The new PEW poll has Obama up three, and with a larger lead than that when it comes to strong supporters. The poll makes the true point that strong support is usually the best indicator of the election’s outcome.

Another PA poll—THE ALLENTOWN MORNING CALL—has Obama up three.

I’ve heard two of the most astute Republicans—Charles Krauthammer and Haley Barbour—complain that Obama was lucky on the Sandy timing—both suggesting that he was robbed of the mo’ he might have gotten to get over the top. Victor Davis Hanson, whose analysis is not fair and balanced, admits that Sandy cost Romney 1-3% and is talking up a final surge based, among other things, on a second wave of disappointment in government’s not-so-quick responders. That surge is conceptual or not really based in any data at this point.

So Romney could win. But it’s not that likely. I may be showing deficient partisanship here. There’s more than enough hope to vote, and a consensus of polls still has the thing at about a tie.

My gut, unlike Carl’s, isn’t chiming in on this issue. Most recently it said LUNCH!

Although I’m usually really good at calling elections with real precision (particularly 2006 and 2010—2008 wasn’t hard), I have to remember the last one I got wrong was 2004. Here was my thinking then: Bush lost the popular vote in 2000. Nobody I knew who voted for Gore in 2000 was voting for Bush in 2004. A good number of people I knew who voted for Bush in 2004 were voting for Kerry. Case closed. And the polls and then the even the exit polls looked bad for Bush.

Obviously this time you have bleeding away from Obama. The question remains: Is it enough?
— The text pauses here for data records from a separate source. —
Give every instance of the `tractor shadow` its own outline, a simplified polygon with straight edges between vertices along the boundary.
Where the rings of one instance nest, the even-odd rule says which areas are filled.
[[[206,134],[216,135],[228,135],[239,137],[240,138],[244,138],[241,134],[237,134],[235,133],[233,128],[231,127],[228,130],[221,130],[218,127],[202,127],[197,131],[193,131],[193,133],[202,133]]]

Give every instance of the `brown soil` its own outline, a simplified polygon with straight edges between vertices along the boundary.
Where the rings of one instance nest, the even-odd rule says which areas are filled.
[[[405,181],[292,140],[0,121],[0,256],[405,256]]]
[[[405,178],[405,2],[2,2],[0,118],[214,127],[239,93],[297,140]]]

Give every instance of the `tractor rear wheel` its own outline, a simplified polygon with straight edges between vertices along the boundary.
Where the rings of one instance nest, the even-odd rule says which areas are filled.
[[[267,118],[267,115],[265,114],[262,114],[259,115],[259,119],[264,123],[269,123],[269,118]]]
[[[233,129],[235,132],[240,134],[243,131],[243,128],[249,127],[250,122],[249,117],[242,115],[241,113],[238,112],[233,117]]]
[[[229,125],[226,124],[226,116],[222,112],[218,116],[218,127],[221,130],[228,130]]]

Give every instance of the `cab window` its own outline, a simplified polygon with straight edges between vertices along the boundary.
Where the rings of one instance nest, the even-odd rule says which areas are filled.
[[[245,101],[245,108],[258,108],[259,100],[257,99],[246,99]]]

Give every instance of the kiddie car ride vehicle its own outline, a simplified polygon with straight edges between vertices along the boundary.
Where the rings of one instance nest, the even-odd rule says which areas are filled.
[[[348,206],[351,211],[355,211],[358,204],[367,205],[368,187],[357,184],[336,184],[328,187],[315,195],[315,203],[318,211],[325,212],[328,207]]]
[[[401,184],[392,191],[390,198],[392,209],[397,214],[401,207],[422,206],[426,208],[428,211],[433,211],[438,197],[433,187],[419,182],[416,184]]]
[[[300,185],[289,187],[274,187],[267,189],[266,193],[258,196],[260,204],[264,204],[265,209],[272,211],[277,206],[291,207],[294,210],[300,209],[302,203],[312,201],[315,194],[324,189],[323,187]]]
And then there are the turnout questions, which I didn’t address properly in 2004.

If I were you, I wouldn’t believe a word I say about the outcome of this election. But if you are betting big on the election, be sure you go with what you can actually see with your own eyes. You might remember that I basically agree with Pete—or Pete with me. You can, as Pete says, tell a “non-crazy” tale about Romney’s coming triumph, but the narrative for the president is more credible.